The Indianapolis Museum of Art on Tuesday morning unveiled a unifying name for its somewhat segmented, 152-acre campus while officials contemplate significant changes to the institution and its physical plant that will require a fundraising campaign.
The name of the campus now is “Newfields, a Place for Nature and the Arts.”
The move further plays up the importance of the museum’s grounds, which have been an emphasis of CEO Charles Venable's tenure since his hiring five years ago. In addition to the museum proper, the grounds include the museum gardens, the Lilly House, and the 100 Acres art and nature park. Museum officials on Tuesday also promised new attractions were coming.
In addition, museum officials are examining a 30-year master land-use plan commissioned by IMA that proposes dozens of changes to the campus and its programs.
The name Newfields is a nod to Oldfields, the name of the Lilly family estate that was donated to the IMA in 1966 and now is the IMA’s home. In 1970, the museum relocated from its facility at 16th and Pennsylvania streets, then called the John Herron Art Institute, to the current property at the northwest corner of 38th Street and Michigan Road.
Indianapolis-based advertising firm Young & Laramore was hired two years ago to come up with a brand strategy and name for the grounds.
“Our diverse landscape is unlike any other in the Midwest, and now is the time that we fully embrace all that we have to offer the community as a one-of-a-kind destination.” Venable said in a written statement.
“We are embracing our natural resources, like never before, while staying true to our legacy as an art museum.”
Among the new attractions planned by the museum is "Winterlights," promoted as a seven-week holiday celebration that incorporates the "Christmas at Lilly House" decorating tradition and adds an outdoor pathway through museum gardens illuminated with a choreographed light show and dotted with food and drink stations.
"Winterlights" is scheduled to launch on Nov. 19. and run through Jan. 7. Tickets will be $25 at the door for the general public and $20 for members.
The museum said that Newfields would "serve as a community destination offering dynamic, relevant and social experiences with both art and nature."
Development of the Newfields identity began in the spring of 2015, when the IMA’s board of governors refocused the museum’s mission to emphasize “impacting lives through exceptional experiences with art and nature,” and approved a 10-year strategic plan.

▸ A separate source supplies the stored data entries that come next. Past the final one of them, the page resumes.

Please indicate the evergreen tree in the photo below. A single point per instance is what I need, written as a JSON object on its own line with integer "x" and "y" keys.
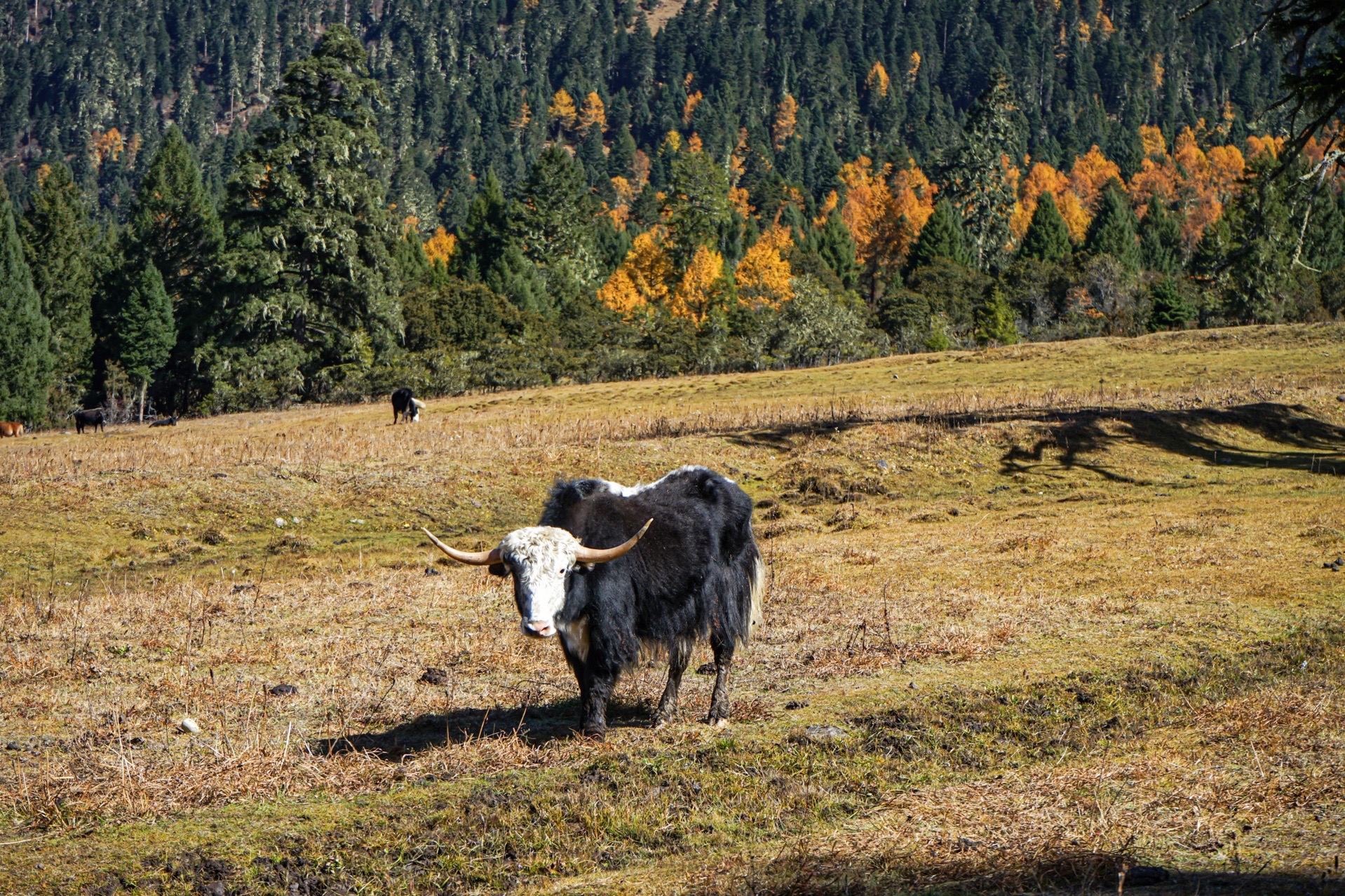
{"x": 25, "y": 332}
{"x": 1170, "y": 308}
{"x": 1048, "y": 237}
{"x": 313, "y": 232}
{"x": 836, "y": 247}
{"x": 146, "y": 332}
{"x": 58, "y": 237}
{"x": 978, "y": 181}
{"x": 697, "y": 205}
{"x": 175, "y": 228}
{"x": 1160, "y": 240}
{"x": 994, "y": 319}
{"x": 1113, "y": 229}
{"x": 942, "y": 237}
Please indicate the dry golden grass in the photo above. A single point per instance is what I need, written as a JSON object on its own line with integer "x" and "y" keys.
{"x": 1060, "y": 620}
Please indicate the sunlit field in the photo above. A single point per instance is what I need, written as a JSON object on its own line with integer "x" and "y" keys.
{"x": 1037, "y": 616}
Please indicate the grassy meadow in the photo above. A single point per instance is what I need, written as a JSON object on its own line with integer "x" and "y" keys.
{"x": 1036, "y": 616}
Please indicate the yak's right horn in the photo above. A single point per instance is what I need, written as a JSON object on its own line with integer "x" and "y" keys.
{"x": 471, "y": 559}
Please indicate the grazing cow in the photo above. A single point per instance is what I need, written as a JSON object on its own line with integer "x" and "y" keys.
{"x": 696, "y": 575}
{"x": 92, "y": 417}
{"x": 405, "y": 407}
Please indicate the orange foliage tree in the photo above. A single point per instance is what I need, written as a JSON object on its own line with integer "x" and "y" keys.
{"x": 763, "y": 276}
{"x": 697, "y": 288}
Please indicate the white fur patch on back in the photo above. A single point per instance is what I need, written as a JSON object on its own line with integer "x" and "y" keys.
{"x": 630, "y": 491}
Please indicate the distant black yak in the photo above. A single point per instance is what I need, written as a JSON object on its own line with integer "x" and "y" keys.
{"x": 405, "y": 407}
{"x": 696, "y": 575}
{"x": 92, "y": 417}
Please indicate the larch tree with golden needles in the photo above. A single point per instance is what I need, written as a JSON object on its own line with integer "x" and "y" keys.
{"x": 696, "y": 291}
{"x": 763, "y": 276}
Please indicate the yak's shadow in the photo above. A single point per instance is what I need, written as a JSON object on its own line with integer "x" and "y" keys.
{"x": 534, "y": 726}
{"x": 1295, "y": 439}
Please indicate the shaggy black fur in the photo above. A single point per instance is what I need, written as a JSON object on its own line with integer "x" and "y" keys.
{"x": 403, "y": 405}
{"x": 689, "y": 578}
{"x": 92, "y": 417}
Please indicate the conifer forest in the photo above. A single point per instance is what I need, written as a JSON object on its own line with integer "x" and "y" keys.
{"x": 228, "y": 205}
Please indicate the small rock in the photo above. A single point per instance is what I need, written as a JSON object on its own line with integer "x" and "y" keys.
{"x": 435, "y": 677}
{"x": 820, "y": 735}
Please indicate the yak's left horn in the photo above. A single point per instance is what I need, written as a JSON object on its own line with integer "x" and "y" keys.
{"x": 590, "y": 556}
{"x": 473, "y": 559}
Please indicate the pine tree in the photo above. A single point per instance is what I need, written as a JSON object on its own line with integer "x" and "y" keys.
{"x": 175, "y": 228}
{"x": 1113, "y": 231}
{"x": 553, "y": 224}
{"x": 25, "y": 332}
{"x": 313, "y": 231}
{"x": 1160, "y": 240}
{"x": 1170, "y": 308}
{"x": 697, "y": 205}
{"x": 146, "y": 332}
{"x": 978, "y": 182}
{"x": 942, "y": 237}
{"x": 58, "y": 240}
{"x": 836, "y": 247}
{"x": 1048, "y": 237}
{"x": 996, "y": 320}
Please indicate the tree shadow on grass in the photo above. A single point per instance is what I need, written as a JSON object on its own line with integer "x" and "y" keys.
{"x": 1297, "y": 440}
{"x": 1082, "y": 437}
{"x": 534, "y": 726}
{"x": 1009, "y": 871}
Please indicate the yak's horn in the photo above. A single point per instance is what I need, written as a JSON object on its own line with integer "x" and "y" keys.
{"x": 590, "y": 556}
{"x": 476, "y": 559}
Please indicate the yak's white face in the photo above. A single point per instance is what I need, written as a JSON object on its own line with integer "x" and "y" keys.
{"x": 540, "y": 557}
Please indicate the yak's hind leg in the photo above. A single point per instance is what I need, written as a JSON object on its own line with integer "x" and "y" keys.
{"x": 680, "y": 654}
{"x": 722, "y": 649}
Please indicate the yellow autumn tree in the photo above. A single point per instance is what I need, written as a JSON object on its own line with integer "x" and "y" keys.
{"x": 763, "y": 276}
{"x": 593, "y": 115}
{"x": 696, "y": 290}
{"x": 562, "y": 108}
{"x": 1090, "y": 175}
{"x": 786, "y": 120}
{"x": 442, "y": 247}
{"x": 643, "y": 276}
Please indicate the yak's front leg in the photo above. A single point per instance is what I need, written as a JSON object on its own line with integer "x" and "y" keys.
{"x": 595, "y": 691}
{"x": 678, "y": 657}
{"x": 722, "y": 665}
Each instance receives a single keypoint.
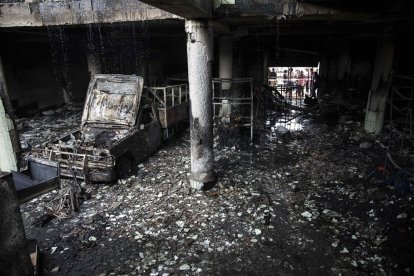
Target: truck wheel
(125, 167)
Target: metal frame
(217, 101)
(400, 102)
(172, 104)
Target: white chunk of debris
(257, 232)
(185, 267)
(402, 216)
(344, 251)
(306, 214)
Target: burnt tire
(125, 167)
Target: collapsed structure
(53, 49)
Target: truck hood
(112, 101)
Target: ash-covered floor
(308, 204)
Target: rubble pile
(48, 126)
(306, 205)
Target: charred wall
(40, 63)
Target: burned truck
(119, 127)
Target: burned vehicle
(119, 127)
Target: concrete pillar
(324, 71)
(4, 93)
(374, 116)
(9, 142)
(94, 65)
(14, 254)
(265, 68)
(200, 58)
(9, 146)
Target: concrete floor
(303, 205)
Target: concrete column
(94, 66)
(14, 254)
(9, 146)
(200, 58)
(9, 142)
(4, 93)
(374, 116)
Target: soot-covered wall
(40, 62)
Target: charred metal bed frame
(172, 104)
(41, 176)
(246, 101)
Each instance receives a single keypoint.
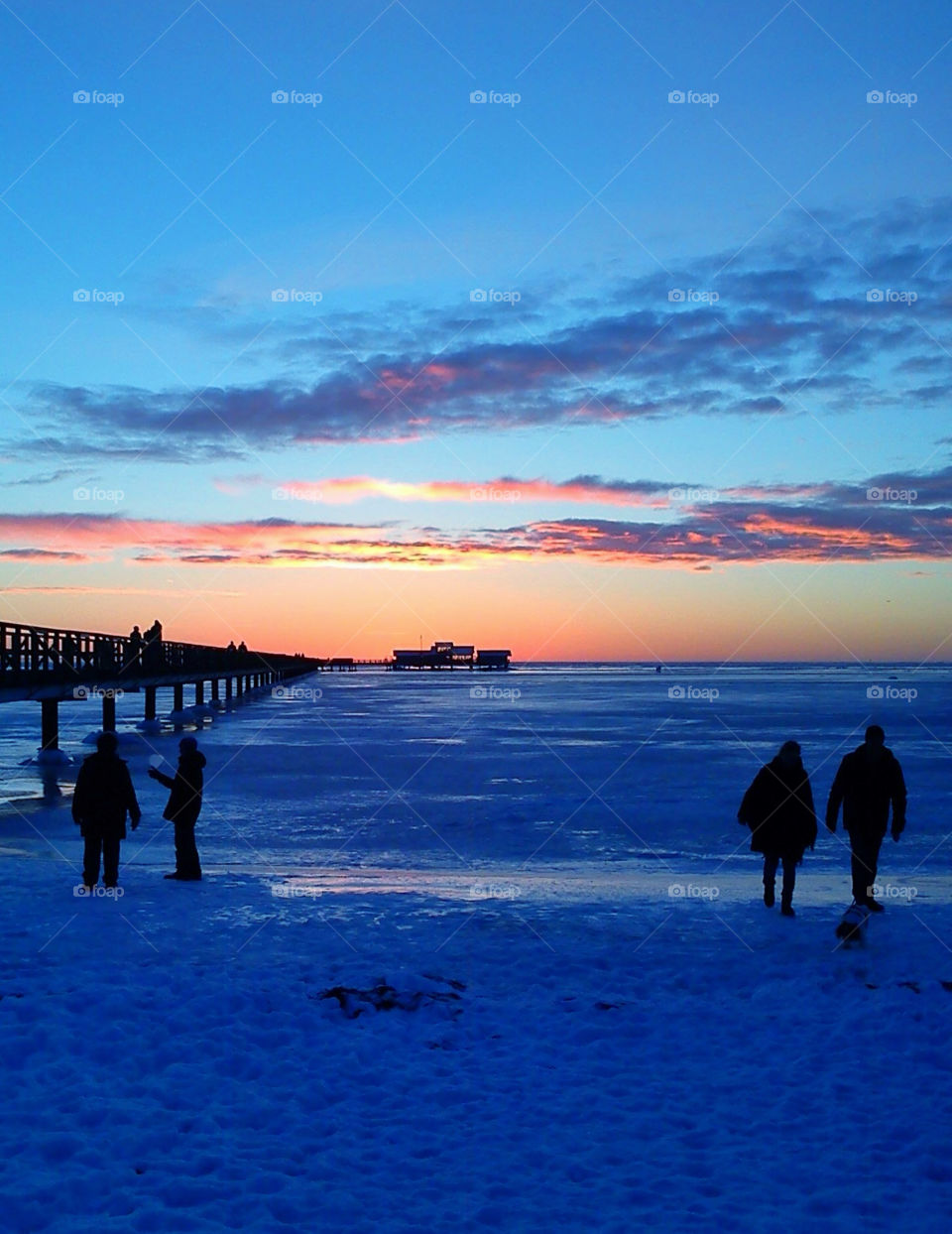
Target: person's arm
(750, 808)
(810, 808)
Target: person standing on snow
(870, 780)
(778, 809)
(102, 798)
(182, 808)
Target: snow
(608, 1032)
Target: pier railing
(37, 654)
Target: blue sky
(740, 298)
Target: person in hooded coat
(182, 808)
(101, 800)
(869, 782)
(778, 809)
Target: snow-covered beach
(596, 1023)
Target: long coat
(102, 798)
(185, 800)
(867, 789)
(778, 809)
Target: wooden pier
(59, 666)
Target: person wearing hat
(778, 809)
(869, 783)
(182, 808)
(101, 800)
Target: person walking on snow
(182, 808)
(102, 798)
(870, 780)
(778, 809)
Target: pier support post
(50, 724)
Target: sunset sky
(595, 331)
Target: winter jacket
(102, 798)
(185, 800)
(867, 788)
(778, 809)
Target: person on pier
(101, 800)
(135, 653)
(182, 808)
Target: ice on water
(633, 1038)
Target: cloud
(794, 321)
(892, 517)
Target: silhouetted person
(778, 809)
(152, 658)
(135, 658)
(104, 795)
(182, 808)
(869, 782)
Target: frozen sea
(592, 1022)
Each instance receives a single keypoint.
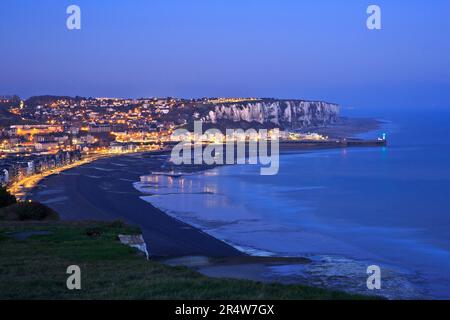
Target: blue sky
(268, 48)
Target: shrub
(23, 211)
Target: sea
(345, 209)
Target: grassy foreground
(35, 268)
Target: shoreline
(76, 195)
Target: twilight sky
(193, 48)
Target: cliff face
(289, 114)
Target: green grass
(35, 268)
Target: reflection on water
(384, 206)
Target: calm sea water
(346, 209)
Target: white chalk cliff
(294, 114)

The IMA in December 2015 received a $10 million gift from Lilly Endowment Inc. to create an endowed innovation fund. That set the stage for seven research studies and development of a 30-year master land-use plan, which was wrapped up this summer.
The 30-year plan, currently under review by the museum's board, proposes new opportunities for the campus, including increased parking, enhanced programming spaces and new pathways to provide easier navigation around campus. It also suggests creating clearer sight lines to the museum's grounds and facilities from Michigan Road and 38th Street by thinning trees on the boundary of the property.
Larger-scale suggestions include major additions to the gardens and a bridge from the upper campus to the 100 Acres park.
The master land-use plan includes 54 suggestions, some of which are speculative and need more study.
“There’s no reason for us to create a children’s garden unless we know there’s enough of a family audience,” Venable told IBJ.
While extra parking spaces are planned for 100 acres, Venable said, further discussions about parking needs might need to wait for a better sense of how car sharing services and self-driving cars affect traffic.
The museum's board will choose immediate priorities from the plan's suggestions at a meeting in October, Venable said. The museum then would launch a capital campaign based on those priorities either at the end of this year or early next year to fund improvements.
The museum on Tuesday also announced several upcoming exhibitions:
—"Director's Choice: Gifts of Art 2017," opening Sept. 29 and featuring many works of art from the museum collection on view for the first time.
—"City as Canvas: New York City Graffiti from the 70s and 80s," opening Oct. 7 and essaying the origins and evolution of graffiti.
—"Portraits of Our City," opening Oct. 27 and featuring photography of Indianapolis residents and culture.